Bewertung der Kolitis
Täglich wurden Gewicht, Diarrhoe-Inzidenz und Nahrungsaufnahme erfasst. Am Tag 10 wurden Kolonproben entnommen. Der Krankheitsaktivitätsindex (DAI), makroskopische Schäden (Score 0–10), Kolongewicht/Länge-Verhältnis, Myeloperoxidase(MPO)-Aktivität und Zytokinspiegel (ELISA) wurden analysiert. Die TJ-Proteine (MLCK, Occludin) und Apoptose-Marker (Bax, Bcl-2) wurden mittels Western Blot und Durchflusszytometrie quantifiziert.
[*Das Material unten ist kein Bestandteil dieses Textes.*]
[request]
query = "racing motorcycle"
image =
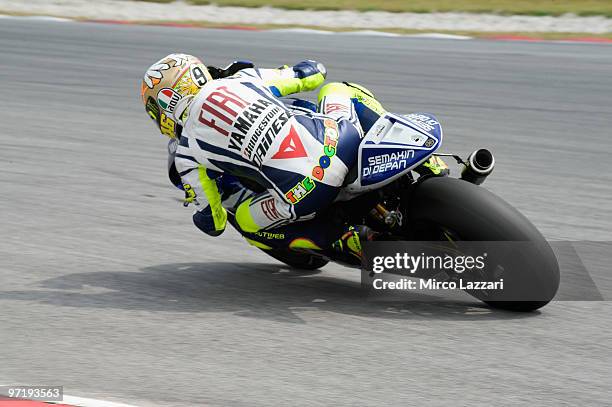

Die epitheliale Integrität wurde mittels Transmissionselektronenmikroskopie (TEM) bewertet.

Ergebnisse
Kolitis-Symptome und TJ-Dysfunktion
DSS induzierte signifikanten Gewichtsverlust und Diarrhoe (Peak Tag 3). Sal B reduzierte den DAI (p < 0,01) und makroskopische Schäden stärker als SASP. Unter IL-1β-induziertem Rezidiv zeigte die Sal B-Gruppe niedrigere MPO-Aktivität und TNF-α-Spiegel.

Apoptose und TJ-Proteine
Sal B senkte die Apoptoserate durch Modulation von Bax/Bcl-2 (p < 0,05) und normalisierte die MLCK-Expression (↓47%) sowie Occludin (↑80%). SASP hatte keinen Einfluss auf TJ-Proteine. TEM bestätigte die Wiederherstellung der TJ-Integrität unter Sal B.

Diskussion
Die Studie zeigt, dass TJ-Dysfunktion ein zentraler Mechanismus für Kolitisrezidive ist. Sal B hemmt MLCK-vermittelte TJ-Destabilisierung und reduziert Apoptose, während SASP ausschließlich antiapoptotisch wirkt. Dies unterstreicht die Notwendigkeit, TJ-Störungen gezielt zu adressieren, um Rezidive zu verhindern.

Schlussfolgerung
Sal B ist ein vielversprechender Kandidat zur Prävention von CED-Rezidiven durch Stabilisierung der TJ-Barriere. Die Modulation von MLCK und Occludin könnte als Biomarker für Therapieansprechen dienen. Künftige Studien sollten klinische Anwendungen prüfen.

Interessenkonflikte
Die Autoren erklären keine Interessenkonflikte.